No. https://github.com/hashicorp/consul/blob/master/agent/check.go#L400-L415

Have you got a timestamp in the body?

magiconair on 4 Sep 2017

Have you got a timestamp in the body?

Nope.
Sometimes it's empty body and sometimes it's simple json (without any arrays).
Same response every time from the same service.

ponimas on 4 Sep 2017

@ponimas Can you provide the check definition and a full check request/response for testing?

magiconair on 4 Sep 2017

@magiconair

{
          "http": "http://172.31.17.136:3000/",
          "interval": "60s",
          "timeout": "1s"
}

as far as I understand request is a simple GET request
and response is

curl -i http://172.31.17.136:3000/

HTTP/1.1 200 OK
Date: Tue, 05 Sep 2017 05:08:32 GMT
Content-Type: application/json; charset=utf-8
x-request-id: 15045881129851FD6B543
Content-Length: 60
Server: Jetty(9.2.z-SNAPSHOT)

{"status":"ok","message":"V2. Follow me, I know a shortcut"}

curl -i /v1/health/checks/susanin

HTTP/1.1 200 OK
Content-Type: application/json
Date: Tue, 05 Sep 2017 05:17:39 GMT
Transfer-Encoding: chunked
X-Consul-Index: 15897185
X-Consul-Knownleader: true
X-Consul-Lastcontact: 0
[
...
{
        "CheckID": "service:registrator.susanin-prod-cc8b.vpc:susanin:3000",
        "CreateIndex": 15616870,
        "ModifyIndex": 15897062,
        "Name": "Service 'susanin' check",
        "Node": "susanin-prod-cc8b",
        "Notes": "",
        "Output": "HTTP GET http://172.31.17.136:3000/: 200 OK Output: {\"status\":\"ok\",\"message\":\"V2. Follow me, I know a shortcut\"}",
        "ServiceID": "registrator.susanin-prod-cc8b.vpc:susanin:3000",
        "ServiceName": "susanin",
        "ServiceTags": [
            "urlprefix-/internal/susanin strip=/internal/susanin"
        ],
        "Status": "passing"
    },
...
]

ponimas on 5 Sep 2017

@magiconair is there any news on this issue?

ponimas on 11 Sep 2017

consul 0.9.2 - same behaviour, is it possible that header Date may trigger index to grow?
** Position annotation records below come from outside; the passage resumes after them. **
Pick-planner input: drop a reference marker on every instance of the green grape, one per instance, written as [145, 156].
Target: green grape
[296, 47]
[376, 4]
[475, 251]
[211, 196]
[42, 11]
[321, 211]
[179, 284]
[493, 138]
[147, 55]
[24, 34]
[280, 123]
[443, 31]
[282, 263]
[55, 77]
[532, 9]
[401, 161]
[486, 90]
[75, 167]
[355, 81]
PS C:\tools\curl> .\curl.exe -k --resolve ztest.service.consul:443:127.0.0.1 https://ztest.service.consul
Test consul site
PS C:\tools\curl> .\curl.exe -k -I --resolve ztest.service.consul:443:127.0.0.1 https://ztest.service.consul
HTTP/1.1 200 OK
Content-Length: 16
Content-Type: text/html
Last-Modified: Thu, 22 Jun 2017 14:10:40 GMT
Accept-Ranges: bytes
ETag: "b64af75361ebd21:0"
Server: Microsoft-IIS/8.5
X-Powered-By: ASP.NET
Date: Thu, 14 Sep 2017 11:50:27 GMT

PS C:\tools\curl> .\curl.exe -k -I --resolve ztest.service.consul:443:127.0.0.1 https://ztest.service.consul
HTTP/1.1 200 OK
Content-Length: 16
Content-Type: text/html
Last-Modified: Thu, 22 Jun 2017 14:10:40 GMT
Accept-Ranges: bytes
ETag: "b64af75361ebd21:0"
Server: Microsoft-IIS/8.5
X-Powered-By: ASP.NET
Date: Thu, 14 Sep 2017 11:50:37 GMT

123BLiN on 14 Sep 2017

I'm currently a bit sick and also preparing for HashiConf next week. Should be able to catch my breath after that.

magiconair on 14 Sep 2017

@magiconair is that gonna be fixed in 1.0?

ponimas on 10 Oct 2017

@ponimas If I can find the root cause then probably. However, usually this is triggered by the Output field being different. I'll try to have a look this week but it is a short week for me.

magiconair on 10 Oct 2017

@ponimas does that x-request-id: 15045881129851FD6B543 field change on every GET? That would cause some churn if so.

slackpad on 10 Oct 2017

@slackpad yup it changes. But it's header.
AFAIU https://github.com/hashicorp/consul/issues/3259#issuecomment-327017362 - it shouldn't affect anything

ponimas on 11 Oct 2017

@ponimas ah ok - I thought you were actually running that curl command as the check.

slackpad on 11 Oct 2017

@slackpad I think you should have a look to @yfouquet patch.
In our cluster, the X-Consul-Index is increasing continuously while state is not varying that much. We have lots of checks on services with tags and we have very large amount of sync at cluster level, probably for this reason

pierresouchay on 22 Nov 2017

btw our indexes are still growing insanely fast w/out health check output. However consul watchers and consul-template do not trigger on them and in general they trigger only on changes - there should be some undocumented magic here, as I always thought that trigger event for such blocking queries is x-consul-index change.

123BLiN on 22 Nov 2017

Might be related as well: https://github.com/hashicorp/consul/issues/3712

pierresouchay on 25 Nov 2017

Closing this as fixed by https://github.com/hashicorp/consul/pull/3642 which looks to be the root cause of this.

slackpad on 14 Dec 2017

We've upgraded to consul 1.0.2 but we're seeing this issue with the nomad health check.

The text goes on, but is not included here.